You helped Queen’s earn national quality respiratory care recognition honors six years in a row. What constitutes quality respiratory care?

This distinction was awarded by American Association for Respiratory Care, and 15 percent of U.S. hospitals have applied for and received this recognition. Some of the things that have helped us qualify for this distinction include staffing licensed respiratory therapists 24 hours a day, developing evidence-based respiratory care protocols that we have trained our respiratory care professionals to use to assess and treat patients, and having a designated medical director.

When someone has chronic lung conditions, are they generally waiting for a transplant or are they basically subject to respiratory care for their entire life?

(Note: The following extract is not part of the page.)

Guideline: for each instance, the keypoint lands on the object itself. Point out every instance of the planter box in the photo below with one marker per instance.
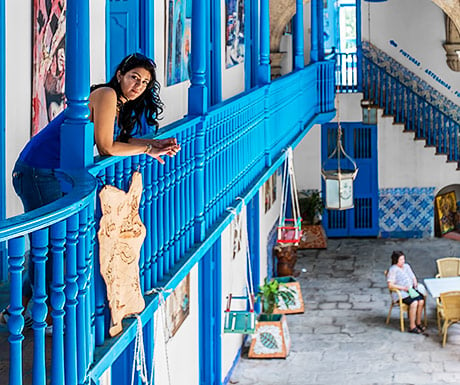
(272, 339)
(313, 237)
(297, 306)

Many patients with chronic lung problems do require long-term care from a pulmonologist, and some of them who are not expected to improve and who meet criteria are referred for a lung transplant evaluation. However, with increasing recognition and advances in medicine, some common diseases can be treated more effectively. A good example of this is obstructive sleep apnea. Home-care companies can deliver a continuous positive airway pressure or CPAP machine, and patients can be taught how to use it while they sleep.

Do you work with people who have sleep apnea?

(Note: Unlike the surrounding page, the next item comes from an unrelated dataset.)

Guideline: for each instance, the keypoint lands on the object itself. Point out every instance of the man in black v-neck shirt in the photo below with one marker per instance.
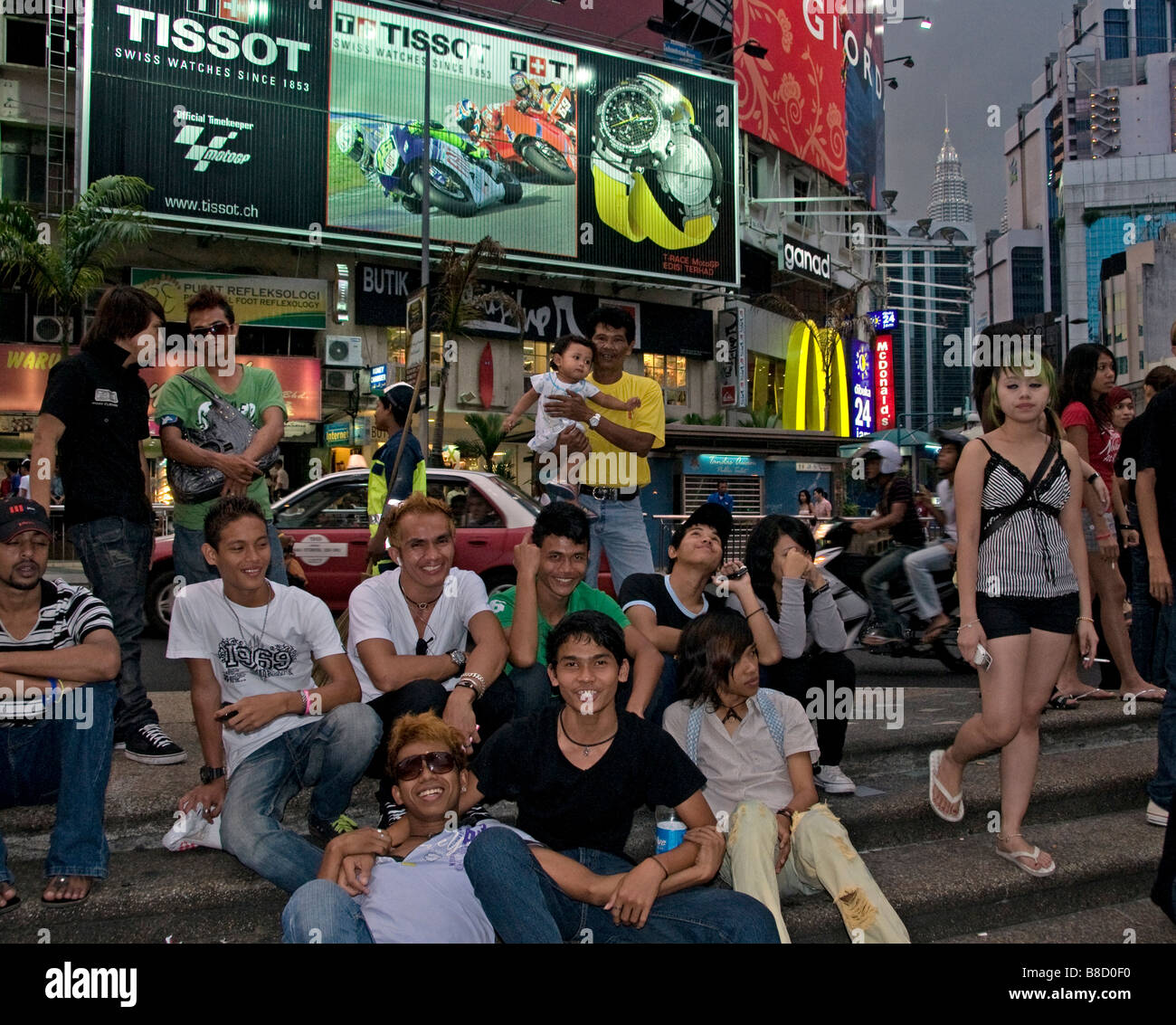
(577, 773)
(90, 428)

Sleep apnea is a very common condition in Hawaii that is generally treated by pulmonologists and sleep-medicine specialists.

What causes sleep apnea?

Not all patients are overweight, but obesity increases the risk of obstructive sleep apnea. A simplified explanation is that when these patients sleep, their upper airway tends to collapse and air does not flow into the lungs easily, if at all. This is often manifested by snoring, choking and decreased oxygen levels during sleep, which can contribute to high blood pressure and place strain on the heart.

Anything else you’d like to mention about respiratory care?

Most patients understand what physicians, nurses and pharmacists do, but they are not always familiar with what a respiratory therapist does. These folks are licensed professionals who undergo an additional two years of training in a special program to learn how to assess and treat respiratory care problems. They assist with airway management, draw arterial blood gases, adjust ventilators, and perform lung inflation and secretion-management techniques to help patients get better faster.

What are arterial blood gases?

Blood is drawn usually from an artery in the wrist and sampled to see how much oxygen and carbon dioxide are in the circulation. We can make triage and treatment decisions, and adjust the ventilator in response to these levels.

Are those levels indicative of how well a person’s lungs are working?

The levels are indicative of oxygenation and ventilation, which are primarily dependent on the lungs.